U.S. Department of Agriculture: Animal and Plant Health Inspection Service


Date of this Version



Claunch, N.M., C.M. Goodman, B.M. Kluever, N. Barve, R.P. Guralnick, and C.M. Romagosa. 2023. Commonly collected thermal performance data can inform species distributions in a data-limited invader. Scientific Reports 13:15880. doi: 10.1038/s41598-023-43128-4


U.S. government work


Predicting potential distributions of species in new areas is challenging. Physiological data can improve interpretation of predicted distributions and can be used in directed distribution models. Nonnative species provide useful case studies. Panther chameleons (Furcifer pardalis) are native to Madagascar and have established populations in Florida, USA, but standard correlative distribution modeling predicts no suitable habitat for F. pardalis there.
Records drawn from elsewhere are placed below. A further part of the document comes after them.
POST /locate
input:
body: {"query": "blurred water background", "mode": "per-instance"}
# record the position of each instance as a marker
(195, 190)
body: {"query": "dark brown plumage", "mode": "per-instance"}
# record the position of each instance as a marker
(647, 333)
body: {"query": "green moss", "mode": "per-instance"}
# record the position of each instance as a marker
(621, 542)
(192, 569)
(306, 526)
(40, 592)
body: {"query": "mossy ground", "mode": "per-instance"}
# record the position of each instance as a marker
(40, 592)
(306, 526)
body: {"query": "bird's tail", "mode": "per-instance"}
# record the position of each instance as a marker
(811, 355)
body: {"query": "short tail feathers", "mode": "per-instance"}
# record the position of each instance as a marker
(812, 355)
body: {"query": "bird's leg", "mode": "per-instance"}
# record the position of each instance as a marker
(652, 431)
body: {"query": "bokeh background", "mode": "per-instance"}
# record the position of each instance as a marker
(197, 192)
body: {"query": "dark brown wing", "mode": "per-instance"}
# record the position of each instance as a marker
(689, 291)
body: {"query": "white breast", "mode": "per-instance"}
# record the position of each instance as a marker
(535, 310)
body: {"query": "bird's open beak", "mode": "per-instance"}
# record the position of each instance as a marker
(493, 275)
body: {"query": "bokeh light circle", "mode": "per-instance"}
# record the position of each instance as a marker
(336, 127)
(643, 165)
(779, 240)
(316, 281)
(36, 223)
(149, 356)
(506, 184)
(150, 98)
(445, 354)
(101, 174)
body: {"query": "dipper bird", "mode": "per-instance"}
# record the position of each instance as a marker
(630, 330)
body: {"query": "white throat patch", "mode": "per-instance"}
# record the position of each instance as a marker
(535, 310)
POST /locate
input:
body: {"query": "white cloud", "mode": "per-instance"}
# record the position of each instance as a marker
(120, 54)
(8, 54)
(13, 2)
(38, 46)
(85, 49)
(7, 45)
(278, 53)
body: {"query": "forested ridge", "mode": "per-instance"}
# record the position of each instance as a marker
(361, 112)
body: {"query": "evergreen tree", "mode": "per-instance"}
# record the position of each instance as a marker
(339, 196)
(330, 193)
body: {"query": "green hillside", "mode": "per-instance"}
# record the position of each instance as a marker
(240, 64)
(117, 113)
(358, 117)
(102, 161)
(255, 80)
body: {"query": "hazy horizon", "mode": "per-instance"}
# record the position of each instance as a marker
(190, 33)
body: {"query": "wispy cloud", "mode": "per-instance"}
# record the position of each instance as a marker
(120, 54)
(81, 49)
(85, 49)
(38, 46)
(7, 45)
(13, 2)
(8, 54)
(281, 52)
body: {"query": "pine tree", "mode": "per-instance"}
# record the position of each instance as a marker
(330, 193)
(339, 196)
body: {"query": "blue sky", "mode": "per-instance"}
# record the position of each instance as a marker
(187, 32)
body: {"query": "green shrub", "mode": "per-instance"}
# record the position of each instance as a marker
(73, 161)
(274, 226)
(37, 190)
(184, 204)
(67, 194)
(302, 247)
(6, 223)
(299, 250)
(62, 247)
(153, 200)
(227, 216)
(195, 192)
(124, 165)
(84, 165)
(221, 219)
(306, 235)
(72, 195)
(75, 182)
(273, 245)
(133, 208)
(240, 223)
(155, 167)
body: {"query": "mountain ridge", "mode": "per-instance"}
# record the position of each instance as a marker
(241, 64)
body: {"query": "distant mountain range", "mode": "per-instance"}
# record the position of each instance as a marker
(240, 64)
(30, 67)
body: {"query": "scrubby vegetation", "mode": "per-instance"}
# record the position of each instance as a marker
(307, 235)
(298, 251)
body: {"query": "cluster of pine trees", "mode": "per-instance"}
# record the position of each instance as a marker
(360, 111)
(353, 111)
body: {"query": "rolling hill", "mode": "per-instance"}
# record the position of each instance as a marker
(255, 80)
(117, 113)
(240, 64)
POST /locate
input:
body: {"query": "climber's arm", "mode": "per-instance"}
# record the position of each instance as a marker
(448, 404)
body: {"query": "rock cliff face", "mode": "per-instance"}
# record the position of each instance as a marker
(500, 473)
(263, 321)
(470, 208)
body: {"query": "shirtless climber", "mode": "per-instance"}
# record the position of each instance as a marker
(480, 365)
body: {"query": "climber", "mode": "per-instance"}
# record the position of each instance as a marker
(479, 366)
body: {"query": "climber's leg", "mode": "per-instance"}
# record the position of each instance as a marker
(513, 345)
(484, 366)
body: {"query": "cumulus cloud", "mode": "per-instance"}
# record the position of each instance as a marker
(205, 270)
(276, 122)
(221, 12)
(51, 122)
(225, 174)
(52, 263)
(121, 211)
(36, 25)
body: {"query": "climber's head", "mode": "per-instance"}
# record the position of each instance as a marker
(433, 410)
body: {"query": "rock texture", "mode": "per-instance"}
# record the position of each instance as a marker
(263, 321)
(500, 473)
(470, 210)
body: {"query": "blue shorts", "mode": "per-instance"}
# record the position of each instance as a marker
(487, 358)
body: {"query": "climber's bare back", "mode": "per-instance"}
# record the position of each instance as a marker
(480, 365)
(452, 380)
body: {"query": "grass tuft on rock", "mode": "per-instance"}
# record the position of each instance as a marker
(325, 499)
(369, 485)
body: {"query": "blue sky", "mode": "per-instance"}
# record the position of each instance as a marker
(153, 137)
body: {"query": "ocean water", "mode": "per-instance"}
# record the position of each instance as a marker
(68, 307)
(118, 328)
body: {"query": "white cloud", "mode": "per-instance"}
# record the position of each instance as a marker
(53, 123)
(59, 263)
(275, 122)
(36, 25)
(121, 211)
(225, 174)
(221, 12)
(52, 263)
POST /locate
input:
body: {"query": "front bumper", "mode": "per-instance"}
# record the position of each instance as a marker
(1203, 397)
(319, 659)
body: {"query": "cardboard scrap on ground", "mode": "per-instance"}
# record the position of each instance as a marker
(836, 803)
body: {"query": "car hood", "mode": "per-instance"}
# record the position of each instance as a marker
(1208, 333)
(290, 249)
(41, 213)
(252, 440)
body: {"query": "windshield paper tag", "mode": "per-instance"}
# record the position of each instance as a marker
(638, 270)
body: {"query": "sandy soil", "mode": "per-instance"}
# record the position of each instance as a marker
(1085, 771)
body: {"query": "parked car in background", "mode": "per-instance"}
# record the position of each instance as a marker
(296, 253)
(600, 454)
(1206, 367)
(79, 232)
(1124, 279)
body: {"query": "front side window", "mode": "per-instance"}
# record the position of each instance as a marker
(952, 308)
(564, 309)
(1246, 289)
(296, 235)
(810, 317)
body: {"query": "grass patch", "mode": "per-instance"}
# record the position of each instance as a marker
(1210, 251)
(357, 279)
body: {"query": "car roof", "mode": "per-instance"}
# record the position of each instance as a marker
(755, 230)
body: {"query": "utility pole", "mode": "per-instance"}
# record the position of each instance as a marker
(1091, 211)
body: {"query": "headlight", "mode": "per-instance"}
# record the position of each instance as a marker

We evaluated commonly collected thermal traits– thermal performance, tolerance, and preference—of F. pardalis and the acclimatization potential of these traits during exposure to naturally-occurring environmental conditions in North Central Florida. Though we observed temperature-dependent thermal performance, chameleons maintained similar thermal limits, performance, and preferences across seasons, despite long-term exposure to cool temperatures. Using the physiological data collected, we developed distribution models that varied in restriction: time-dependent exposure near and below critical thermal minima, predicted activity windows, and predicted performance thresholds. Our application of commonly collected physiological data improved interpretations on potential distributions of F. pardalis, compared with correlative distribution modeling approaches that predicted no suitable area in Florida. These straightforward approaches can be applied to other species with existing physiological data or after brief experiments on a limited number of individuals, as demonstrated here.